Foodies’ Diary: Neptune & Bacchus

Foodies’ Diary: Neptune & Bacchus
Image: As you can see, this column’s dedicated to the gods of the sea and the vine, Neptune and Bacchus.

As you can see, this column’s dedicated to the gods of the sea and the vine, Neptune and Bacchus.

Neptune
When your hubby’s a fisherman, you get to be pretty creative with fish. Rachel McGlashan’s new book Dinner With the Fishwife (RRP $45) is very imaginative. I’m not entirely convinced of the relationship between fish and breakfast, and I’ll still be eating my oysters as Neptune intended, but I might just try out some of her other family recipes. Most recipes use flavours the kids will not find off putting, like Coconut Crumbed Fish. McGlashan writes from a classic Australian sensibility, and has a great guide to what’s seasonally available in NSW. You’ll find every ingredient in her simple recipes available from any supermarket, and there’s not too many things to buy either. No weird tools, technology or difficult techniques; anyone could pull these dishes off – so get over your fear of fish.

Warm up winter with a series of hot classes at the Sydney Seafood School. As well as their fast-filling name brand classes with iconic chefs like Damien Pignolet (Bistro Moncur) on 10th July; Justin North (Bécasse) on 12th July and Guillaume Brahimi (Guillaume at Bennelong) on 24th July, there’s also more basic classes. You can learn to make dishes like chilli crab, bouillabaisse, Thai seafood, Spanish Paella or Japanese tempura. I popped in recently for a bit of sushi and sashimi instruction from the funny and talented Grand Master Hideo Dekura. Hideo has a surprisingly modern sensibility that incorporates convenient technology like rice cookers and “Australian Chux – very, very good.” While you’re there, poke your nose into the fish auction space for a great behind-the-scenes glimpse at Sydney’s seafood industry!
www.sydneyfishmarket.com.au

Bacchus
If you’re a regular reader, you’ve heard me talk about Wooing Tree’s excellent Pinot Noir. Talk’s cheap; here’s a chance to drink the bloody stuff at a corker of a restaurant. Imagine five courses of satisfying wintery dishes in the unmistakeably contemporary style of Chef Tomislav Martinovic. Tomislav is a lovely little restaurant, with stellar city views from their deck – just the place to sip Wooing Tree’s Blondie, Champion Rose at New Zealand’s Royal Easter Show. Get in quick on (02) 9356 4535 because at $120/head including wine, the dinner on Wednesday 23rd June, 2010 is sure to book out.
www.tomislav.com.au

French Champagne and a tasting plate of chocolates with flavours reminiscent of the Middle East are on offer at Boon Chocolates all through June.
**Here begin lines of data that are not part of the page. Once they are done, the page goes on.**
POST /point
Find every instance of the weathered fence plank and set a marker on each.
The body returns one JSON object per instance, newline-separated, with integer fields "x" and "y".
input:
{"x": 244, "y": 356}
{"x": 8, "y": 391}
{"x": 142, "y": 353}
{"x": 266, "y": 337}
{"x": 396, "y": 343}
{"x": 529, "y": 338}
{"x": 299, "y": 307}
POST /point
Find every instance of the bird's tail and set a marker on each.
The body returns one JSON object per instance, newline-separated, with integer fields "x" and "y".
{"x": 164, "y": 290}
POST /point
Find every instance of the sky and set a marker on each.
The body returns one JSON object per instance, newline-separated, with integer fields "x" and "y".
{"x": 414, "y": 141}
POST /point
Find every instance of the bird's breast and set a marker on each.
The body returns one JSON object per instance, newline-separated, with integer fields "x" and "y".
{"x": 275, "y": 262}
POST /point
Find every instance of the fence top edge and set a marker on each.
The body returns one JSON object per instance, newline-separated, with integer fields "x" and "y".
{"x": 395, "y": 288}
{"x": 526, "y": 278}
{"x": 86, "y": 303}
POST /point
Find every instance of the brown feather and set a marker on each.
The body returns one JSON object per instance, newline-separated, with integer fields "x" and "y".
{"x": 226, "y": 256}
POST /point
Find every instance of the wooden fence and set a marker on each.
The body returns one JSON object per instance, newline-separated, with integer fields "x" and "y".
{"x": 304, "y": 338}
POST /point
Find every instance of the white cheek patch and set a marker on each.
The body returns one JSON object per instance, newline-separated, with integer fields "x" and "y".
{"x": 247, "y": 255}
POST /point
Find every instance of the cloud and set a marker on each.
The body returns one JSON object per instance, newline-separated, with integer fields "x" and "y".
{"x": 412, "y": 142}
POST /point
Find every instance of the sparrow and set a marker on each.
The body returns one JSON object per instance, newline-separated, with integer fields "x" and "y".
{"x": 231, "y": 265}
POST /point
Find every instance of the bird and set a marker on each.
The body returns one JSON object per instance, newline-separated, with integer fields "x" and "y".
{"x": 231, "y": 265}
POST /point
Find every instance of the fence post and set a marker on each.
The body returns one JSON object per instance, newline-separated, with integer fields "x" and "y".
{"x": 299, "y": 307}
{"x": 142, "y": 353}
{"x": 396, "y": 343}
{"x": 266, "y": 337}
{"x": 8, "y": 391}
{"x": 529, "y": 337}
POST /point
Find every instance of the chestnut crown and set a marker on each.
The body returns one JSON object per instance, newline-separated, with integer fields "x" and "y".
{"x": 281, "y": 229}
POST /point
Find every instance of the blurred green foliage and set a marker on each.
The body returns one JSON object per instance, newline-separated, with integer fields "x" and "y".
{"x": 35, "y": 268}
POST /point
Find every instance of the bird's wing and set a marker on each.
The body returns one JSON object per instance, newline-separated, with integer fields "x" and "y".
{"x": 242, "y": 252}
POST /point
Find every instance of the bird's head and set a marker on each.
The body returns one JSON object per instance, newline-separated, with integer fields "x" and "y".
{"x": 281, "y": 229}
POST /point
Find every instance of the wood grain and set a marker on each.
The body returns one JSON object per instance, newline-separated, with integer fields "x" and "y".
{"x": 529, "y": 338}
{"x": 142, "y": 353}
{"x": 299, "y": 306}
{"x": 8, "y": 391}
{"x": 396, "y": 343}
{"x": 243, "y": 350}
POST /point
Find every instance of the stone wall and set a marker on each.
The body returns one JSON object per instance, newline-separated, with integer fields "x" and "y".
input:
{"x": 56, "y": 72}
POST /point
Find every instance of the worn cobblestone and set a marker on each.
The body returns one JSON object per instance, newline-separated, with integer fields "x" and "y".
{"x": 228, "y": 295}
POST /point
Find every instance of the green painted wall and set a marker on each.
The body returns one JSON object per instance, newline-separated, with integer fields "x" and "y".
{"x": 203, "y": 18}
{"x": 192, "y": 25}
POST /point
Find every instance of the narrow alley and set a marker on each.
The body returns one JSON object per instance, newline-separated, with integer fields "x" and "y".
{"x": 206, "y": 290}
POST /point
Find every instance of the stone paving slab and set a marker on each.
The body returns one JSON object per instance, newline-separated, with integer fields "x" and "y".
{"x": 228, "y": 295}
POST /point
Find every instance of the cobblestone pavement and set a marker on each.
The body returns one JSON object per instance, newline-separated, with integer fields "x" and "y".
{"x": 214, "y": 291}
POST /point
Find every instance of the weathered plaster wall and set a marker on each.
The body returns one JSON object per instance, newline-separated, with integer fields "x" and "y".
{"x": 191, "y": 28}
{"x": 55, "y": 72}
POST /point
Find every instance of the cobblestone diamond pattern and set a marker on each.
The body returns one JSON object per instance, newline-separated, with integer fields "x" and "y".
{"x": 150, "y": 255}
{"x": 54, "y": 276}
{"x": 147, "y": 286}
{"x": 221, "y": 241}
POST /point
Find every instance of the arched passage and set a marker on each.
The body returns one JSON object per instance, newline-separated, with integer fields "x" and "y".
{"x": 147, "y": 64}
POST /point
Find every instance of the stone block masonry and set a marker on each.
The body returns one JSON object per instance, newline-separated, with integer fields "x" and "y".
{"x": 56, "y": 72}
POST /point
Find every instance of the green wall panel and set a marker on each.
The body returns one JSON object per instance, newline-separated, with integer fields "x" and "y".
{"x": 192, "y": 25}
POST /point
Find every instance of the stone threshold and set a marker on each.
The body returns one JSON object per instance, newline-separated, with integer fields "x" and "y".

Alex and Fanny Chan were inspired by the release of Sex and The City 2, though after reading Helen Razer’s scathing review, I’m going to skip the film itself and head straight for the Marakesh, a dark chocolate ganache praline infused with fresh mint leaves. So gather the gal-pals and take them for a $20/head experience they’ll really enjoy.
www.boonchocolates.com.au

With a sister, a wife, his mother and an aunt all called Mary, it’s no wonder that Hunter Valley winemaker Bob Lusby has the name on the tip of his tongue. I recently had his Tintilla Estate Four Marys Pinot Noir 2007 (RRP $30.00) on the tip of my own tongue. It’s nice to see that the Hunter Valley can produce a decent Pinot Noir that can stand proudly with all of those Shirazes.
www.tintilla.com.au

With the coffers a bit tight, I’ve also been doing some drinking at the other end of the price scale. Yellow Tail’s 2009 Pinot Noir (RRP $10.99) is on offer for less than a tenner at most bottle shops. It’s surprisingly smooth, with liquorice, berries and a hint of stem. It’d be a good choice for the budgeting cook who likes a splash in a glass as well as some in the pot.
www.yellowtailwine.com

Speaking of grapes, Il Grappolo Cucina e Pizzeria in Rozelle really knocked my socks off with a stellar meal (see review section) and a truly wonderful wine. It’s hard to get your head around all those Italian varietals, but the Quercia Antica Lacrima Di Morro D’Alba DOC 2008 is one wine that comes up smelling violets!
www.ilgrappolo.com.au

The best way to learn more about Italian wines is to drink them! Alessandro Pavoni and the team at Ormeggio at The Spit are running a series of Italian wine dinners, starting with the region of Brescia on Thursday 1st July.  For $125/head you’ll be dining on game, “the very best quality fresh Australian game from Vic’s Meats; including Cervena venison tartare with amaranth and quinoa crust, pomegranate and mustard chestnuts” explains Alessandro. Wines come courtesy of leading Italian wine merchant, Lario International.